Agents have given a cautious welcome to the latest index from the Nationwide, suggesting that the annual rate of price growth remains stable at the start of 2017.
“The annual rate of house price growth remained broadly stable at the start of 2017 at 4.3 per cent, only modestly below the growth rate in December of 4.5 per cent” says Robert Gardner, Nationwide's chief economist.
He says notwithstanding the relatively stability of price growth, uncertainty surrounds the market as the year begins.
“On the one hand, there are grounds for optimism. The economy has remained far stronger than expected in the wake of the Brexit vote. Recent data indicates that the economy didn’t slow in the second half of 2016 and the unemployment rate remained stable at an 11-year low in the three months to November.
“However, there are tentative signs that conditions may be about to soften. Employment growth has moderated, and while wage growth has edged up in recent months, in real terms - that is, after adjusting for inflation - earnings growth has already slowed.

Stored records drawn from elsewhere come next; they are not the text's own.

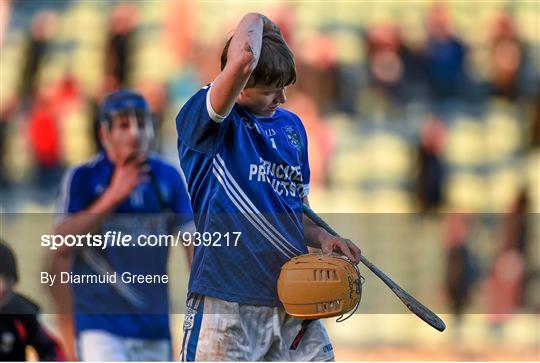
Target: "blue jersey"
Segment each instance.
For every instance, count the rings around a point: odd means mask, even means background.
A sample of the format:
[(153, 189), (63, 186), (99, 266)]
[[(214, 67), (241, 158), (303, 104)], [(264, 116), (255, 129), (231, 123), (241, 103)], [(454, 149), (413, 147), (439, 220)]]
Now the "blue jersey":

With inflation set to rise further in the months ahead as a result of the weaker pound, real wages are likely to come under further pressure” he adds.
He says price growth over the year is likely to be minimal - around two per cent.
Jeremy Leaf, north London estate agent and a former RICS residential chairman, is wary as to the significance of the most recent price figures, saying that while they appear encouraging they reflect activity in the quieter pre-Christmas period.
“What we found at the coalface during that time was a little more optimism in the market in terms of sentiment but sadly still not enough supply and not the quantity of buyers we saw in the early to middle part of last year. The result is a steady, more balanced market where prices are likely to be more sensitive in areas which overheated previously” he says.